Two crystalline imine compounds, DC2H and DM4H, are synthesized efficiently, and their crystal structures are confirmed using the single-crystal X-ray diffraction technique. The crystal structures of these compounds are fully explored in terms of molecular configuration, intramolecular H-bonding, and intermolecular H-bonding. Moreover, a Cambridge Structural Database (CSD) search is carried out to find closely related crystal structures, and then, these crystal structures are compared with those of DC2H and DM4H. Intermolecular interactions that are the main aspect of the crystal packing of both compounds are further explored by Hirshfeld surface analysis. The quantum chemical and molecular docking calculations were performed to study the optoelectronic and antiviral potential of the synthesized compounds. The possible inhibition properties against two very crucial proteins (Mpro and NSP9) of SARS-CoV-2 were studied through molecular docking. The calculated binding energies of DC2H and DM4H with Mpro are found to be -6.3 and -6.6 kcal/mol, respectively, where negative energies indicate the favorable interactions of the synthesized compounds with the above-studied proteins of SARS-CoV-2. Thus, we have successfully not only synthesized these compounds but also investigated their potential functional properties.

Experimental Section

Material and Methods

The different solvents and precursors employed in the present experimental work were highly pure and purchased from Acros Organics, Alfa Aesar, and Sigma-Aldrich/Merck and were used as received.

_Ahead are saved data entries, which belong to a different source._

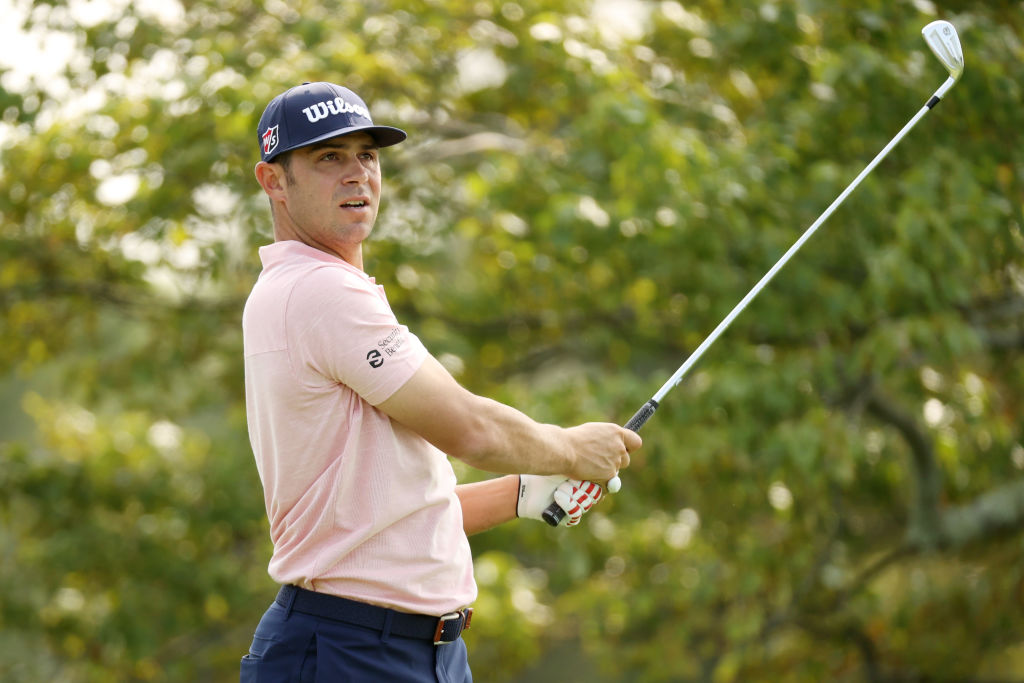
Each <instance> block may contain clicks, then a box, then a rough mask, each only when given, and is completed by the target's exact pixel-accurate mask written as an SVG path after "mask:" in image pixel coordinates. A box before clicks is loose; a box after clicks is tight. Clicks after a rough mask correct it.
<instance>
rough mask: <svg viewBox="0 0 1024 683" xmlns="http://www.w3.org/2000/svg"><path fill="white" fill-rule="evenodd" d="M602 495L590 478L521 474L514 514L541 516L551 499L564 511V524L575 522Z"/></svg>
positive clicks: (597, 485) (569, 523) (600, 490)
mask: <svg viewBox="0 0 1024 683" xmlns="http://www.w3.org/2000/svg"><path fill="white" fill-rule="evenodd" d="M603 495H604V490H603V489H602V488H601V487H600V486H598V485H597V484H596V483H594V482H593V481H581V480H580V479H566V478H565V477H563V476H561V475H558V474H555V475H551V476H541V475H537V474H520V475H519V501H518V503H517V504H516V516H518V517H523V518H528V519H539V520H543V519H544V517H543V516H542V515H543V513H544V511H545V509H546V508H547V507H548V506H549V505H551V501H554V502H555V503H557V504H558V507H560V508H561V509H562V510H564V511H565V517H563V518H562V522H563V523H564V524H565V525H566V526H575V525H577V524H579V523H580V520H581V519H583V515H584V513H585V512H587V511H588V510H590V509H591V508H592V507H594V504H595V503H597V502H598V501H599V500H601V496H603Z"/></svg>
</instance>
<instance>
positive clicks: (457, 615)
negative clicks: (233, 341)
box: [434, 607, 473, 645]
mask: <svg viewBox="0 0 1024 683" xmlns="http://www.w3.org/2000/svg"><path fill="white" fill-rule="evenodd" d="M457 620H458V621H457ZM472 621H473V608H472V607H467V608H466V609H465V610H463V611H458V612H449V613H447V614H442V615H441V616H440V617H438V620H437V629H436V630H435V631H434V645H446V644H449V643H451V642H454V641H455V640H456V639H457V638H458V637H459V636H460V635H461V634H462V632H463V631H465V630H466V629H468V628H469V623H470V622H472ZM452 622H456V624H455V627H456V628H455V629H454V631H455V633H449V632H447V631H449V629H447V626H449V624H451V623H452Z"/></svg>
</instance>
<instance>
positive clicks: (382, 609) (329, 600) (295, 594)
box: [275, 586, 473, 645]
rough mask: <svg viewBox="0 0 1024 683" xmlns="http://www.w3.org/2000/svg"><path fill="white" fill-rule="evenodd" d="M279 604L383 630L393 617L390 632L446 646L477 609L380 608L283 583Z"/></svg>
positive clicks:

Synthesis of Schiff Bases DC2H and DM4H

The precursors, 2,4-dimethylaniline or 3,4-dichloroaniline (5 mmol), were dissolved in 25 mL of ethanol, to which an ethanolic solution (25 mL) of equimolar quantities (5 mmol) of 2-hydroxybenzaldehyde or 4-hydroxybenzaldehyde was added dropwise. The reactants were refluxed for 2 h, and then, the clear solution was left for crystallization until the light-yellow needle-shaped crystals of DC2H and colorless rod-like crystals of DM4H were grown at the bottom and along the sidewall of the container. The crystals were separated by decantation and then dried gently under the folds of filter paper (Scheme ).

Scheme 1

Synthesis of Schiff bases DC2H and DM4H

X-ray Data Collection and Refinement Details

We collected the X-ray data of DC2H and DM4H on a Bruker Kappa Apex-II CCD diffractometer. The diffractometer contains an X-ray tube to generate monochromatic rays (λ = 0.71073 Å). Bruker APEX-II,[50] SHELXS-97,[51] and SHELXL 2018/3[52] are employed for data collection, structure solution, and refinement, respectively. Refinement of all nonhydrogen atoms is performed using ADP (anisotropic displacement parameters), while the refinement of H-atoms is performed using isotropic displacement parameters and using the riding model. The H-atoms are inspected by the keen observation of residual peaks using refinement of data. Mercury 4.0[53] and Platon[54] software tools are employed for the sake of graphics related to XRD.